İsrail anayasası itibariyle laik bir devlet değildir. Yurttaşlık hakları anadan geçen ve tercihen hem ananın hem de babanın Yahudi olduğu ırsiyet ile mümkündür. Ayrıca her Yahudi bu devletin tabii üyesidir; vatandaşıdır. Bununla birlikte İsrail toplumunun Batı Avrupa ve Amerika’daki hayat tecrübeleri, Sovyetler Birliği’nden gelenlerde sosyalist görüşlerin bulunmasıyla laik bir yaşam tarzını benimseyenler ve bu yolda politika güdenler vardır. Dolayısıyla Orta Doğu’nun en modern, laisizme yatkın toplumlarından biridir, denebilir.
Hiç şüphesiz ki geçen zaman içerisinde İsrail’deki muhafazakâr hükümetlerin bilhassa Beytüllahim (Betlehen) ve Hebron bölgesinde yerleşimi arttırdıkları, Nablus’un civarını çevirdikleri açıktır. Ne var ki İsrail’in çöle çıkışı bir kuvvet verirken, diğer taraftan da bir güvensizlik unsuru yaratmıştır.

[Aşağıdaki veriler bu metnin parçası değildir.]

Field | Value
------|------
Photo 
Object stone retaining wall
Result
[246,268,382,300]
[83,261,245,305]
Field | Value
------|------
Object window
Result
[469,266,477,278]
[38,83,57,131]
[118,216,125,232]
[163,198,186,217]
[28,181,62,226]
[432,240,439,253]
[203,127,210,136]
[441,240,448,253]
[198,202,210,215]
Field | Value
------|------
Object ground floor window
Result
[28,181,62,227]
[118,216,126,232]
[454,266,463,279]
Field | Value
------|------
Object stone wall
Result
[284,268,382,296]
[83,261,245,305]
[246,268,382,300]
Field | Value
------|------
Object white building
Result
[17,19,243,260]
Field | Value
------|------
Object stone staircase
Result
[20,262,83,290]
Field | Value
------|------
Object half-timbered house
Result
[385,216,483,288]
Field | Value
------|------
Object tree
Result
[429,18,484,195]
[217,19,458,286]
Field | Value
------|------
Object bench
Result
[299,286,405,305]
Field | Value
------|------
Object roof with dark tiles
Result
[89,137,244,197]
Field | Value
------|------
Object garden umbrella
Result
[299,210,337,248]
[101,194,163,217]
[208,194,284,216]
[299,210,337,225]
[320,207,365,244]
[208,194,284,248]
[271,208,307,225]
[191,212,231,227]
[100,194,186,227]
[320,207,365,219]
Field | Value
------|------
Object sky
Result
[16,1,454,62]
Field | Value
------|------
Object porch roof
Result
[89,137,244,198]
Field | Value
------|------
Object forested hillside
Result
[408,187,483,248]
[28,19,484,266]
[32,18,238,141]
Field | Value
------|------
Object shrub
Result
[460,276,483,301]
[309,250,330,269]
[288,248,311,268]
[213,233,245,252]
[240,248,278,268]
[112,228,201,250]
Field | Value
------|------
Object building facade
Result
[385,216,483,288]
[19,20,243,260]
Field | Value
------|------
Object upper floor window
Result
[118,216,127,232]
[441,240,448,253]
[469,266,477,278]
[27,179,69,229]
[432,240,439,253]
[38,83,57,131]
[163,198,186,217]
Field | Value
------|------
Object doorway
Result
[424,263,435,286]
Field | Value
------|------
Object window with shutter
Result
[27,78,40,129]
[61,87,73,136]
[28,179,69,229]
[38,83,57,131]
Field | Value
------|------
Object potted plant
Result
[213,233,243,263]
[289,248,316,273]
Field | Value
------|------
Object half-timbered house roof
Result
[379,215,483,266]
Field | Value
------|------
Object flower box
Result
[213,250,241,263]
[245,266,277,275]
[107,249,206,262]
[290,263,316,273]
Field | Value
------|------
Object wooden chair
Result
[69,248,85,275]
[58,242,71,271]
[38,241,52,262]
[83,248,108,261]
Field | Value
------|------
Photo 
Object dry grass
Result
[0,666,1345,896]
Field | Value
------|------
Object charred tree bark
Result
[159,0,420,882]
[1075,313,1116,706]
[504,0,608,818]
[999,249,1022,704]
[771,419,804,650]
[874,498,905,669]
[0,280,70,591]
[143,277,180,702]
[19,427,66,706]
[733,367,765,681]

Son olay ABD ve Avrupa Birliği’nin artan olayları çok kaba bir üslupla desteklemesinden dolayı çıkan rahatsızlığı da taşıyor. ABD geçici ateşkesi veto ediyor. Birleşik Krallık ve Rusya çekimser oy kullanmış. Bu bile anlaşılmaz bir tavırken ABD’nin tavrı gerçekten bir küstahlık. ABD’nin büyük olduğu zamanlara bir gölge. Masum insan ve çocukların katledildiği, yüz binlerce insanın aç-susuz bırakıldığı bir zamanda dünyaya yön veren devletlerin daha makul, daha tarafsız davranması beklenirdi. Türkiye sağduyulu davranan ülkelerin başında geliyor. Avrupa Birliği’nin en başından beri tutumu çiğdir. Evet bir zamanlar topraklarından ittiğiniz Yahudiler oradadır ama yüzyıllardır Filistinliler de o topraklarda yaşıyor. Asıl mesele, bu iki topluluğun nasıl bir arada barış içinde yaşayabileceğini belirlemek ve doğru yaklaşımları desteklemektir.
TÜRKİYE YAHUDİLERİ
- İSRAİL’de 120 bin kadar Türkiye Yahudisi vardır. Birçoğu halen Türkiye pasaportu kullanır. Dışişleri Bakanlığı’nın kendileriyle doğru dürüst ilişki kurmaya üşendiği devirlerde bile bu memleketi temsil etmeye gayret ettiler. Çocukları Türkçe öğrendi. İs-rail’deki Türkiyeliler Birliği Başkanı Ovi Roditi Gülerşen, Netanyahu politikasını tasvip etmediklerini bildiriyor. İsrail hükümetinin şiddet politikasını kesinlikle desteklemiyorlar. Bu sevgili hemşehrilerimiz ve vatandaşlarımız vicdan ve onur sahibidir. Aynı toprağı paylaşmış olmaktan mutluyuz.